When Honda, Yamaha, Kawasaki and Suzuki – also known as ‘the Big Four’ – signed on to create a swappable battery system for future nil-emission machines, we saw the drive to feed a demand for electric machines.
Now, with emissions regulations on the rise and Euro 5 compliance in full swing, that swappable battery program is looking a wee bit closer to reality than usual.
Our source today comes from CarScoops, who tells us that the list of compliances emissions standards calls bikes to be upgraded with the times, or cut from the roads altogether.
Currently, we have the following information about each bike brand:
A total of 10 Honda hooters will be discontinued from the present-day 2022 lineup of 80 machines (via Nikkei), with some of the bikes being called out: The CB400 Super Four, the Benly scooter, and the full-size Gold Wing series.
Two of Yammie’s series of FJR1300 tourers will be on the way out for this year, though other bikes more capable of catering to a wider range of riders (such as the MT line) continue to be refreshed to meet emissions regulations.
We anticipate more to be tossed out as the brand’s goal of having their inventory boast 90% plug-in vehicles by 2050 gets a little nearer.

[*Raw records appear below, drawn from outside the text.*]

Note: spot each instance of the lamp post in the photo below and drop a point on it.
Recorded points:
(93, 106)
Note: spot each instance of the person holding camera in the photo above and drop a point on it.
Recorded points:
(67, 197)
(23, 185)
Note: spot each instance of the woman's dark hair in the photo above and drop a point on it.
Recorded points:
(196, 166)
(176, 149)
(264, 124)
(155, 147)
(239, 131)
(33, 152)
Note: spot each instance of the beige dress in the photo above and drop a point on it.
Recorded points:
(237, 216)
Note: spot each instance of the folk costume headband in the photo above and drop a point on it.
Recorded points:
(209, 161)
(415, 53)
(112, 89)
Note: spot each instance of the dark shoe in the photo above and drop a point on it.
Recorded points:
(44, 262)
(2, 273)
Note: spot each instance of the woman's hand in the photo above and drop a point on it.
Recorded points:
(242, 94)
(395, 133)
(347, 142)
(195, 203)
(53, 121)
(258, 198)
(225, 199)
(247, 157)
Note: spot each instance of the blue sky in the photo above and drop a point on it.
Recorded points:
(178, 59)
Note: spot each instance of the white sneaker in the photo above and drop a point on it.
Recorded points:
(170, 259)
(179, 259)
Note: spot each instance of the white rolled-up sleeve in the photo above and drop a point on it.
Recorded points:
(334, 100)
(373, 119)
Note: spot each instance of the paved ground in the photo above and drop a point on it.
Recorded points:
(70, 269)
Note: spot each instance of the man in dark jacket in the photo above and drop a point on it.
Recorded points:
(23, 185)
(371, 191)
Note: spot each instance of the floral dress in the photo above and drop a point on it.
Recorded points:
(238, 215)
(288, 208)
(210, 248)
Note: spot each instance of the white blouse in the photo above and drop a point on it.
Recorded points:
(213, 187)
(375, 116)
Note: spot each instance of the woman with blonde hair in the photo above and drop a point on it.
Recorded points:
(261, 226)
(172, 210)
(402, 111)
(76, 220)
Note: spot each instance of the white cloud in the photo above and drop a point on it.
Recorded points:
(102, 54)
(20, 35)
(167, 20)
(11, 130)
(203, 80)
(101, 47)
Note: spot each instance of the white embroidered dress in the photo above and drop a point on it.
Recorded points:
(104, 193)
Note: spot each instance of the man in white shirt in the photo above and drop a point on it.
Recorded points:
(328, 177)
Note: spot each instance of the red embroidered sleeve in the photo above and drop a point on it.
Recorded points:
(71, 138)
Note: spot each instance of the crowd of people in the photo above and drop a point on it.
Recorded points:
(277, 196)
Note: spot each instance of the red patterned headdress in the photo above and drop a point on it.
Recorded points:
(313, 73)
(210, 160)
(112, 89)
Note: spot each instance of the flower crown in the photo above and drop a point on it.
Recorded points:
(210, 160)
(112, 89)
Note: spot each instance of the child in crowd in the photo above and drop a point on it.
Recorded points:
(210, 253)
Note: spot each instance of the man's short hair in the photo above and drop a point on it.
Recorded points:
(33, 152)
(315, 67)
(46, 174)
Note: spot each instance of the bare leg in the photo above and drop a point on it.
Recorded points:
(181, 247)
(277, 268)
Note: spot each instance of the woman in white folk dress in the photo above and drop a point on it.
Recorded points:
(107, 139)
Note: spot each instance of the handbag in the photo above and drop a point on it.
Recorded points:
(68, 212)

Kawi was one of the die-hards that flat-out shocked the industry with their future moto-aspirations. With the brand gunning for ‘only hybrid and electric motorcycles in developed countries by 2035,’ it’s safe to say their decluttering is the most aggressive; the report states that we will have 20 Kawasaki models on the way out by the end of 2022, making up around 10% of the Big Four’s accumulative 190-model fleet.
When Suzuki made the decision to bow out of MotoGP, we were a tad surprised, we’ll give you that. Suzuki’s not really come out with anything that truly drives toward the future as hard as the other three motorcycle manufacturers of the Big Four.
Now, with five out of Suzu’s 20 models (25% of their lineup) prepping to be gone by October of this year (the GSX250R being one of the bikes to say a final goodbye), we’re starting to wonder if Suzuki plans on leaning more intensely into the Swappable Battery Agreement with less in their lineup.
We don’t have any other information, apart from the knowledge that emissions compliance won’t be getting easier anytime soon.